Saturday morning at 11:00am, I decided that I had had enough. For about a month now, I've been doing it but not enjoying it. In fact, every single time I did it, I felt ill. It wasn't fun anymore. It was smelly. It was expensive. I was done.
I took two puffs of the cigarette, and then put it out. I've not picked one up since. Now, that's not to say that I've not wanted one. But it hasn't been an overwhelming need to have one because I cannot breathe without nicotine in my system. Plus I am so effing nauseous that the thought of a smoke makes me want to well...puke. For some ridiculous reason, my withdrawl from nicotine, tar, formaldehyde, etc...is extreme, horrid, nausea. I am on day 5 now, though, so hopefully the waves of "I'm gonna puke" will only last a day or two more. What makes someone go through this 4 times is absolutely beyond me. You'd think that someone would quit once, realize how friggen horrible it is to quit and never. ever. ever. pick up another cigarette again. There's something in our brain that forgets pain and agony though...I guess it's the same thing that makes us have more than one baby and stuff. Yes. Yes, I did just compare quitting smoking to pregnancy and labour and delivery.
Anyways, I totally decided that I was over smoking at the wrong time of the month, because not only am I going through withdrawl, I'm also feeling a tad PMS-ish. So not only do I feel like puking, but I feel like puking in your shoes because you're so annoying to me right now. Well, not you in particular...but someone. Someone's shoes.
*Someone* who calls me and tells me that his 'friend' is in town and she'll be picking Q up from school instead of me. On my day. Call me just a little bit crazy, but I'm not just going to step aside and let some woman pick up my son from school ("oh, but I thought you could sleep more if she picked him up...") So, I'm like crazy psycho detective momma...
me: "I don't really know how I feel about this. I mean, I don't know anything about her."
him: "Oh ya, totally. She's not comfortable with this unless you are. She feels the exact same way."
Okay...I'm not really sure she feels the EXACT same way as I do, seeing as how she didn't go through 24 hours of labour before pushing out a 10lb 6oz baby, you know. And she hasn't raised him for the past 6 years, but I can totally see how she feels EXACTLY how I do about this child.
me: Can I find out some stuff about her?
him: Oh ya, totally. Sure.
me: Okay, well how long have you known her?
him: Two years.
me: Where did you meet her?
him: On the internet.
Holy Shit. First of all, pulling teeth would have been a) faster and b) less painful. But *on the internet*, really? Do I really need to go through all the reasons why I should feel a little bit leery about someone he met on the internet looking after my child??? I know she's standing right by him while I'm asking the questions.
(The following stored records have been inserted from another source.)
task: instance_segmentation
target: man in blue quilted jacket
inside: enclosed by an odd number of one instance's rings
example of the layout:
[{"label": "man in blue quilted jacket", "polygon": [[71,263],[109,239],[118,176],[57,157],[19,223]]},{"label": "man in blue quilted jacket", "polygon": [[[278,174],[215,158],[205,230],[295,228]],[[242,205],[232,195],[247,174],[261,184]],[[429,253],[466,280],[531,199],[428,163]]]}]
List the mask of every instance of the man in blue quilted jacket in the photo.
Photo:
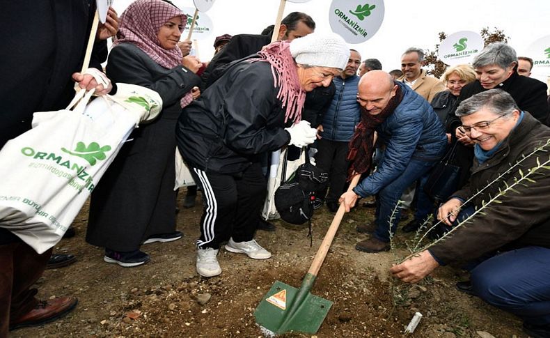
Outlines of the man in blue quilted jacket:
[{"label": "man in blue quilted jacket", "polygon": [[[327,207],[332,213],[338,208],[338,201],[344,192],[348,162],[346,161],[347,144],[352,139],[355,125],[359,122],[361,106],[357,102],[357,69],[361,55],[349,49],[349,59],[345,69],[333,82],[336,91],[332,102],[317,127],[317,165],[329,173],[330,189],[327,194]],[[317,192],[315,208],[322,205],[326,192]]]},{"label": "man in blue quilted jacket", "polygon": [[443,126],[427,101],[407,85],[393,81],[387,72],[368,72],[361,77],[358,89],[357,101],[363,109],[349,143],[350,174],[368,172],[375,132],[383,153],[376,171],[353,191],[343,194],[340,201],[349,211],[359,197],[377,194],[376,229],[370,229],[374,231],[372,236],[355,247],[379,252],[389,249],[390,231],[395,232],[399,223],[396,206],[401,194],[425,176],[443,155],[447,141]]}]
I can totally picture them both rolling their eyes at me. But, um...hello...let's turn the tables here. I've just met a man on-line and he's come to visit me for a week, and I'm gonna have him pick up my son from school while I'm at work. Alarm bells, anyone? Why is it that just because she's a woman, I'm supposed to be all okay with it. Women can be serial killers too, can't they? I realize it's way less common, but I'm not going to just trust the safety of my child to some stranger.
In the end, I told them that I didn't feel comfortable with it. Not to mention, I was free and could totally pick my kid up. It was just easier for Mr. Ex. It just sucks that I'm always the bad guy. Q is in the background saying, "She's really super nice, mommy. It's okay." Kinda like the time Q told me that he needed his passport because he and daddy were going to an Island under Florida to meet one of daddy's friends who lives there. Uhhhh......no....no, I don't think you are. Turns out it was Costa Rica and it was his dental hygienist and they had no real *concrete* plans to visit. I don't know about you, but my hygienist has never ever once invited me to visit them in Costa Rica. I guess I'm going to the wrong dentist.
But no, I'm the bad guy. I'm the one who enforces the bed time. I'm the one who makes him read and reads him stories. I'm the one who makes the doctors appointments and dentist appointments and parent/teacher interviews. I'm the one who enrolls him in sports and school and makes him eat all his dinner. I'm the one who does all this stuff. Mr. Ex just shows up.
I don't let Q ride his bike in the house (!!) I don't have a completely empty living/dining room so we can play hockey in. the. house. I wonder how many times he hears "you're mean." Sometimes it just gets a little tiresome. Why do I have to be the responsible one all the time?
So, not really a good week to quit with the smokes. But really, when is a good time to quit? It would be really nice to release some of this angst.